NOT: Bunların dışında şeyhimizin bütün talebelerinde görmeyi arzu ettiği iki temel haslet vardır. Küçük sanılan yalanı ve gıybeti terk etmek!
Şeyhimiz Mehmet Pehlivanlı (k.s.) Hazretleri; “Mürit dergahın kapısından çıkınca hizmet niyetiyle konuşuyorum sanarak kardeşinin gıybetini ederse, insanlara şirin görünmek için önemsiz saydığı meseleler için yalan söylemeye devam ederse mürşidinin emeğini boşa çıkarır, şeyhinin nuru üstünden kalkar” buyurmaktadır.
Nakşibendi Rabbani Kolunun Evradı ve Günlük Yapılacak Nafile İbadetler
Günlük Zikir
Abdestli olarak kıbleye karşı oturulur ve şöyle niyet edilir:
“Ya Rabbi! Niyet ettim zat-ı ilahiyeni zikretmeye”
Ardından Besmele çekilir ve şunlar okunur:
3 defa kelime-i şehadet
70 defa istiğfar (Estağfirullah)
1 defa Fâtiha Suresi
1 defa Bakara Suresi’nin son ayeti (Âmene’r-rasûlü)
7 defa İnşirah Suresi
11 defa İhlas Suresi
1 defa Felak Suresi
1 defa Nas Suresi
9 defa kelime-i tevhid (Lâ ilâhe illallah)

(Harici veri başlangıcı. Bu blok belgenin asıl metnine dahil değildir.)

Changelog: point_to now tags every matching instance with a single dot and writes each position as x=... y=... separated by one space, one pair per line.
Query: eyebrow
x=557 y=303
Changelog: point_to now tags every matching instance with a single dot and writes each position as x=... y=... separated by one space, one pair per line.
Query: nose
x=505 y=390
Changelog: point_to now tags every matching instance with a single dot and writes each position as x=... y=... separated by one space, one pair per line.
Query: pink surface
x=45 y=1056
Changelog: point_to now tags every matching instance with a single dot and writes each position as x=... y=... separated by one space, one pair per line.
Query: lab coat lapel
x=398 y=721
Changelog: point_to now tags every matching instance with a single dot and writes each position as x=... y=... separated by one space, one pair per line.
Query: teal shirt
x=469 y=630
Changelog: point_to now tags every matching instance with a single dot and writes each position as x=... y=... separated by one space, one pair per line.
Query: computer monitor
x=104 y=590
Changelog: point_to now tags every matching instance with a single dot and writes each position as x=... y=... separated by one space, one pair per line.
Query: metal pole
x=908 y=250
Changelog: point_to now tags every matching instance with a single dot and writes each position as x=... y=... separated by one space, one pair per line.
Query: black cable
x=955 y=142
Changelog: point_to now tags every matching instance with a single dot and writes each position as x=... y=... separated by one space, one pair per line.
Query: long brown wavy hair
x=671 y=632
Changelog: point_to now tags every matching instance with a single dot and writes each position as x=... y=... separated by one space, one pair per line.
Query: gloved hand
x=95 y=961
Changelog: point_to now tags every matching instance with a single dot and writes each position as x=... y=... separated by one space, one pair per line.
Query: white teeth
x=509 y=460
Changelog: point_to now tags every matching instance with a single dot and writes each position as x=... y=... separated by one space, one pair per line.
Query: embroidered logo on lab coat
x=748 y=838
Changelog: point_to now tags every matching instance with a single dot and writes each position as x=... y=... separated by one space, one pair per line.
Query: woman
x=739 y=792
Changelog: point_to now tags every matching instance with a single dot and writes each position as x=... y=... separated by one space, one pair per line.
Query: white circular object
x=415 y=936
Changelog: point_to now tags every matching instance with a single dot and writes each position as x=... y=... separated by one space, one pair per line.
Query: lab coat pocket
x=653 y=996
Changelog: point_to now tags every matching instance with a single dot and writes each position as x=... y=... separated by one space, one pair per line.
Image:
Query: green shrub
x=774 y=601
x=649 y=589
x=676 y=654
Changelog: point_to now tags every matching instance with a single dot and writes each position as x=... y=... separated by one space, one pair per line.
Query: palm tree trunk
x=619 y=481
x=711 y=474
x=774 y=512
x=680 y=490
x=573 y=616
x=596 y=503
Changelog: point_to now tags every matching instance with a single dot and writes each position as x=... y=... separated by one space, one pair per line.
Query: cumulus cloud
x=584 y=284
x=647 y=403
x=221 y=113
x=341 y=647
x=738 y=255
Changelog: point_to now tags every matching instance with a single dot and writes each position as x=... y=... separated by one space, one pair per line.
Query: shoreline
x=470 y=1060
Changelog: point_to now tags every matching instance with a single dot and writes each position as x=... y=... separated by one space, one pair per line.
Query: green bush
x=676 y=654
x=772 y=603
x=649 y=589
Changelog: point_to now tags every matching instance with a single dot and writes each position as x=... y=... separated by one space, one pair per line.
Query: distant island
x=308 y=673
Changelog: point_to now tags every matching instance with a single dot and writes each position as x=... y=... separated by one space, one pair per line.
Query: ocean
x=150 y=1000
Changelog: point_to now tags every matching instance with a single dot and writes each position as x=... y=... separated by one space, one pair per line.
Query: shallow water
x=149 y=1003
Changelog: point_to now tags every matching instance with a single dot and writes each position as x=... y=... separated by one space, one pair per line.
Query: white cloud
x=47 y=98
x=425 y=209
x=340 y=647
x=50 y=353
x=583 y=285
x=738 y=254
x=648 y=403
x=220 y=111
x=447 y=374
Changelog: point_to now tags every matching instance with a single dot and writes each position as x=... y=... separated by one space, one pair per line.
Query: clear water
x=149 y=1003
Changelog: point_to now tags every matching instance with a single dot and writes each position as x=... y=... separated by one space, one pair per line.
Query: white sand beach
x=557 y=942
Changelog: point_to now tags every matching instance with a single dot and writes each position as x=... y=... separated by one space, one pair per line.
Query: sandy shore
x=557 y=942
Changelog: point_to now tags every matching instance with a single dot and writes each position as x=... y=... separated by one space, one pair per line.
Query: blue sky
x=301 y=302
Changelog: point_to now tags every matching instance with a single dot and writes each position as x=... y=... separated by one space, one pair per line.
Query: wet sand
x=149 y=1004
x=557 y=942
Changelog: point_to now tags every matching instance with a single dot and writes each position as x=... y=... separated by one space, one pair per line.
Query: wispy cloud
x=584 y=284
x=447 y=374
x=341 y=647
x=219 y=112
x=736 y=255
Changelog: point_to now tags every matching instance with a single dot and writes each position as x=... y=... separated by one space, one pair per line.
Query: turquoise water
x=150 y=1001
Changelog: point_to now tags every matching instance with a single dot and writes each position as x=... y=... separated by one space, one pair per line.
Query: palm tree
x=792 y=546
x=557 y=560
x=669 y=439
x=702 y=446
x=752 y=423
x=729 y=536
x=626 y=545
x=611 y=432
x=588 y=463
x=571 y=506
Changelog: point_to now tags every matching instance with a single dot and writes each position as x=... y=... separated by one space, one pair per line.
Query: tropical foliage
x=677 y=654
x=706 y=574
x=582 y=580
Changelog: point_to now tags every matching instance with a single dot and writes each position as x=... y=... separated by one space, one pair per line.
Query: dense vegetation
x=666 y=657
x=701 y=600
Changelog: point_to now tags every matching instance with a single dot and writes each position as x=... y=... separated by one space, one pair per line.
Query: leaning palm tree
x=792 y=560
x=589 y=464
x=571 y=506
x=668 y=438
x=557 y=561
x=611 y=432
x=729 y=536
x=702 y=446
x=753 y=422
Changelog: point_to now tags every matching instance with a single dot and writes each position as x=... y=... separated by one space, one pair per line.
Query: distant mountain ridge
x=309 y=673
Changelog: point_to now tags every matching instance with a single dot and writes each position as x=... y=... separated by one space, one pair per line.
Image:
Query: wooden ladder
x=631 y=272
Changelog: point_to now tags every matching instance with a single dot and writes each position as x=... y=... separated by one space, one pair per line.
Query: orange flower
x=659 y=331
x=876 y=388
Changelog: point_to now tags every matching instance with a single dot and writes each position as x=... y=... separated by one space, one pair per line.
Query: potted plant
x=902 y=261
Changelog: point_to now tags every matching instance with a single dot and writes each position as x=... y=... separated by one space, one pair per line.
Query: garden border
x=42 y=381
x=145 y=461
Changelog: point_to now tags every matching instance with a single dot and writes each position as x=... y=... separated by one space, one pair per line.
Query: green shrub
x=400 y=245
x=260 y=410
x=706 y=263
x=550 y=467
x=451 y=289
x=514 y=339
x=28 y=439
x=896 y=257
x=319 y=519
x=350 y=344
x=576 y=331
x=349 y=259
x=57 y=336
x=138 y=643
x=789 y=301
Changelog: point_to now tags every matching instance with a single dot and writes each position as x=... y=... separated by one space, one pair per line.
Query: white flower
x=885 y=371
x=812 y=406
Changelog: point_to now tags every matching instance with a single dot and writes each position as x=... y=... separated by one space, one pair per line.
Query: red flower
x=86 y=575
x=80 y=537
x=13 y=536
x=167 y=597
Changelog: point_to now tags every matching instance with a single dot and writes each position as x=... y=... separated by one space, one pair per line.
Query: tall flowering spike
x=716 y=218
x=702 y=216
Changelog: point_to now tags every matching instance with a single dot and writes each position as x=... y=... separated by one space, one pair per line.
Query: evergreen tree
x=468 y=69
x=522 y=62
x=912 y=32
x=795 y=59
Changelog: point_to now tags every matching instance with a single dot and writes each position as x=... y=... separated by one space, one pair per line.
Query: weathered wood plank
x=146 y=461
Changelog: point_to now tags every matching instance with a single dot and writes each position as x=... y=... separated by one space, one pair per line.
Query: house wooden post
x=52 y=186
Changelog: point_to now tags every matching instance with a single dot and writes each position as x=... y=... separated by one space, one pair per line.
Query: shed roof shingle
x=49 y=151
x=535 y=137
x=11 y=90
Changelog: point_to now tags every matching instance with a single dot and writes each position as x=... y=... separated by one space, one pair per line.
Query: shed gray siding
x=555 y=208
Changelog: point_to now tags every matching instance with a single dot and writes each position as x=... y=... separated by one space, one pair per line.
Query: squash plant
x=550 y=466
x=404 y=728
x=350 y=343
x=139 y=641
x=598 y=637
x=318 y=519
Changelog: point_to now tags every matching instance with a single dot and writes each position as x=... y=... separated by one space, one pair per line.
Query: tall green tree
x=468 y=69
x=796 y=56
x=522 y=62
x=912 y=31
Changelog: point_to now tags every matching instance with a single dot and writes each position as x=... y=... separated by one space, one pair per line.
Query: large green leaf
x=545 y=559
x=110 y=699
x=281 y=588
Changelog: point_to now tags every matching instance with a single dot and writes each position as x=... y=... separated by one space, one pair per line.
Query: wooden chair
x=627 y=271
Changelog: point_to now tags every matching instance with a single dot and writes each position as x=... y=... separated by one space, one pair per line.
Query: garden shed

1 defa Lâ ilâhe illallah Muhammeden rasûlullah
10 defa salavat-ı şerife (Allâhümme salli âlâ Muhammedin ve âlâ âli Muhammedin ve sellim).
Okumalar bittikten sonra:
“Bu okuduklarımızdan hasıl olan sevabı; bilhassa Efendimiz’in (s.a.v.) mübarek ruh-u şerifine, enbiya ve evliyaların da ruhlarına, hassaten Şah-ı Nakşibendî Hazretleri ile şeyhimiz Kutbü’l-Aktab Şeyh Şerafettin Hazretleri, Abdullah Dağıstani Hazretleri, Şeyh Muhammed Nâzım el-Hakkani Hazretleri ve şeyhimiz Mehmet Pehlivanlı el-Rabbani Hazretleri’nin mübarek ve müstesna ruh-u şeriflerine hediye eyledim. Ya Rabbi sen vasıl eyle!” diyerek dua edilir ve 1 Adet Fâtiha okunur. Buna ”bağışlama” denir.
Bismillâhirrahmânirrahim
1 defa Fâtiha
1500 defa Lafza-i Celal (Allah)
300 defa salavat-ı şerife (Pazartesi,Perşembe,Cuma günleri. Diğer günler 100 defa okunur.)
300 defa “Yâ Vedüd”
1 cüz Kur’ân-ı Kerim (Okuyamayan 100 defa İhlas okur.)
1 hizip Delail-i Şerif (Okuyamayan 100 defa salavat-ı şerif okur.)
Her gün 5 vakit namaza ilaveten 2 rekat işrak namazı, 8 rekat duha, 6 rekat evvâbîn namazı, gece 2 ile 12 rekat arasında teheccüd namazı kılınır. Ayrıca öğle ile yatsının son sünnetleri 4 rekat olarak kılınır.
Tarikat-ı âliyeye dâhil olanlar, öğle ve yatsı namazının son sünnetini dört rekata tamamlayarak kılarlar.
“Kim öğle namazının son sünnetini dört rekat kılarsa akşama kadar ibadet etmiş gibi, kim de yatsı namazının son sünnetini dört rekata tamamlarsa sabaha kadar ibadet etmiş gibi sevap kazanır.” Buyrulur.
Not: Öfke ve hiddeti terk etmek, kimseyi incitmemek, kimseden incinmemek, kimseyi hakir görmemek ve kimsenin kalbini kırmamak tarikat-ı âliyeye dâhil olanların vazifesidir.